O juiz estabeleceu que "as autoridades policiais" são competentes para lavrar o TCO, assim como os juízes.
Ao final da decisão o juiz usa a expressão autoridade policial (gênero) e não delegados de polícia (espécie).
Ao utilizar a expressão "só os delegados" ou "atribuição exclusiva", desvia-se da finalidade da decisão e utiliza-se ideia ou expressão inexistente na própria decisão (que como o senhor bem fez, colocou à disposição no próprio texto).
Ao determinar cópia ao Delegado Geral de polícia, o juiz está cumprindo ato prático que ocorre excepcionalmente no Estado de São Paulo, onde só as Polícias Civis elaboram TCO.
Em nenhum momento a decisão diz ser exclusiva ou privativa a lavratura do TCO pelo Delegado de polícia (espécie), mas sim pela autoridade policial (gênero), nos quais incluem-se outras autoridades.

Autoridade policial

Eduardo Gonçalves Junior (Comerciante)

Caro senhor Igor, acredito que o termo autoridade policial seja o termo técnico que o nobre desembargador usou para se referir a carreira de delegado de polícia.

Autoridade policial

Igor Rodrigues. (Oficial da Polícia Militar)

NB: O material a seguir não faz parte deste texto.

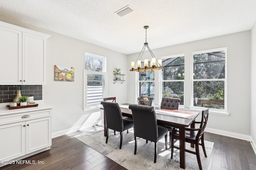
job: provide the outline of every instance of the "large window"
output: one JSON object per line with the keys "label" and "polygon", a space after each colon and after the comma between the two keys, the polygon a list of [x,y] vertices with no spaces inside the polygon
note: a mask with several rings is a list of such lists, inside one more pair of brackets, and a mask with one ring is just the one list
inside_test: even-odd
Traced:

Senhor Eduardo, o termo utilizado pelo nobre Desembargador foi o mesmo utilizado pelo legislador na lei 9.099/95, art. 69: autoridade policial.
Dentro da doutrina existem diversas correntes sobre o conceito de autoridade, sendo, ao meu ver, a que melhor se molda ao princípios constitucionais (supremacia do interesse público, legalidade, eficiência, taxatividade, e outros) a corrente cuja ideia é a de que todos os policiais são autoridades, respeitando-se, claro, os limites da lei.
A sentença, portanto, não poderia ser interpretada contrariamente à lei por qualquer motivo.

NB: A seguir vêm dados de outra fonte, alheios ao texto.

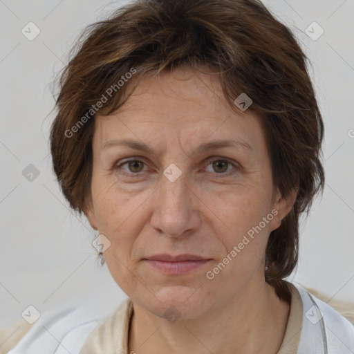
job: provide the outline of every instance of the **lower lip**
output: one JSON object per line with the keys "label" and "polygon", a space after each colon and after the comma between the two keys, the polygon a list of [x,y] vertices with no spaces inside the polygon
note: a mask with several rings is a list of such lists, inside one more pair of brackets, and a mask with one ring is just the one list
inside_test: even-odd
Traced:
{"label": "lower lip", "polygon": [[145,261],[154,268],[156,268],[165,274],[169,275],[177,275],[192,272],[192,270],[194,270],[207,263],[210,261],[210,259],[202,261],[180,261],[177,262],[152,261],[151,259],[145,259]]}

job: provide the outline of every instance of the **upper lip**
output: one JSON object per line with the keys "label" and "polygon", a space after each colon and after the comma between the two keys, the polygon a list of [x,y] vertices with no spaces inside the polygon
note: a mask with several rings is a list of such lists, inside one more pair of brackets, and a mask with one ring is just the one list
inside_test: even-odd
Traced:
{"label": "upper lip", "polygon": [[182,261],[206,261],[207,258],[203,258],[201,256],[197,256],[196,254],[178,254],[176,256],[171,256],[171,254],[155,254],[154,256],[151,256],[145,259],[149,259],[151,261],[165,261],[169,262],[178,262]]}

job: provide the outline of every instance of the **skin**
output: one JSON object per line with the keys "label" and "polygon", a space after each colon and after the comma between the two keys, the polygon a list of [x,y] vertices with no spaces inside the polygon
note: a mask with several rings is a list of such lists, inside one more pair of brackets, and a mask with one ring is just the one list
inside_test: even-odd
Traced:
{"label": "skin", "polygon": [[[269,234],[296,195],[284,199],[276,192],[257,116],[250,109],[241,113],[226,102],[216,77],[179,68],[145,77],[123,107],[95,118],[92,203],[85,214],[109,239],[107,266],[133,303],[129,353],[276,353],[280,348],[290,306],[265,282],[264,255]],[[122,138],[143,142],[151,151],[102,147]],[[228,139],[251,148],[197,151],[201,144]],[[142,163],[118,166],[127,158]],[[231,163],[220,165],[225,159]],[[163,174],[171,163],[182,172],[174,182]],[[272,220],[208,279],[206,272],[272,210],[277,212]],[[167,275],[143,260],[162,253],[211,261]],[[165,315],[171,306],[180,316],[173,323]]]}

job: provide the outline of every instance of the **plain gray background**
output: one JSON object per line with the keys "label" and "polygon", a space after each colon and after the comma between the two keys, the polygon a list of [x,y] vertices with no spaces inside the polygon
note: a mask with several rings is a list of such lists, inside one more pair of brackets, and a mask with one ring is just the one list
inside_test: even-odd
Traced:
{"label": "plain gray background", "polygon": [[[354,301],[354,1],[264,3],[312,62],[326,127],[324,197],[301,225],[299,266],[290,279]],[[54,104],[50,84],[75,39],[121,3],[0,0],[1,326],[30,304],[43,312],[73,297],[92,297],[109,310],[126,297],[106,267],[98,266],[91,245],[97,234],[70,212],[59,190],[48,155],[53,115],[47,116]],[[32,41],[21,32],[30,21],[40,30]],[[306,33],[314,21],[324,31],[317,40]],[[321,30],[316,26],[309,28],[313,36]],[[23,174],[30,164],[39,172],[32,181]]]}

De novo uma inútil disputa por prerrogativas!

Ayala (Advogado Autônomo - Criminal)

Durante anos os delegados de polícia disputaram a presidência dos inquéritos policiais com o Ministério Público, que acabou abrindo mão da contenda ao "criar" o PIC - procedimento de investigação criminal. Se faz tardia a compreensão de que a razão de ser da polícia judiciária é, acima de tudo, a investigação criminal. Pouco já importava o nome que se dava ao expediente onde eram registradas as formalidades investigativas (inquérito policial, termo circunstanciado, procedimento de investigação, dossiê, caso, etc.), e menos ainda agora, onde praticamente tudo tramita eletronicamente. O resultado disso é péssimo para a sociedade e para a própria instituição policial, cuja estrutura e recursos são pouco utilizados na investigação criminal e muito mais na execução destas formalidades. Para que dedicar um contingente de delegados de polícia, escrivães e investigadores aos plantões nas delegacias para elaboração de meros boletins de ocorrência que poderiam ser realizados de forma eletrônica pela polícia militar no próprio local da ocorrência, preservando as partes de maiores transtornos e da perda de tempo? Por que não sistematizar uma plataforma integrada entre as polícias civis, militar, federal, ministérios públicos e judiciário que reúna desde os registros de simples ocorrências até o de delitos graves que poderia ser auditado pelos órgãos de controle e até mesmo pela sociedade, especialmente as vítimas, onde obteriam posições atualizadas sobre o andamento das investigações de seu interesse! Atualmente divulgam-se estatísticas com a quantidade de determinados delitos, que ora aumentam, ora diminuem nesta ou naquela região, mas quase nada se vê acerca do número de furtos, roubos, estelionatos e vários outros delitos solucionados em face dos registrados!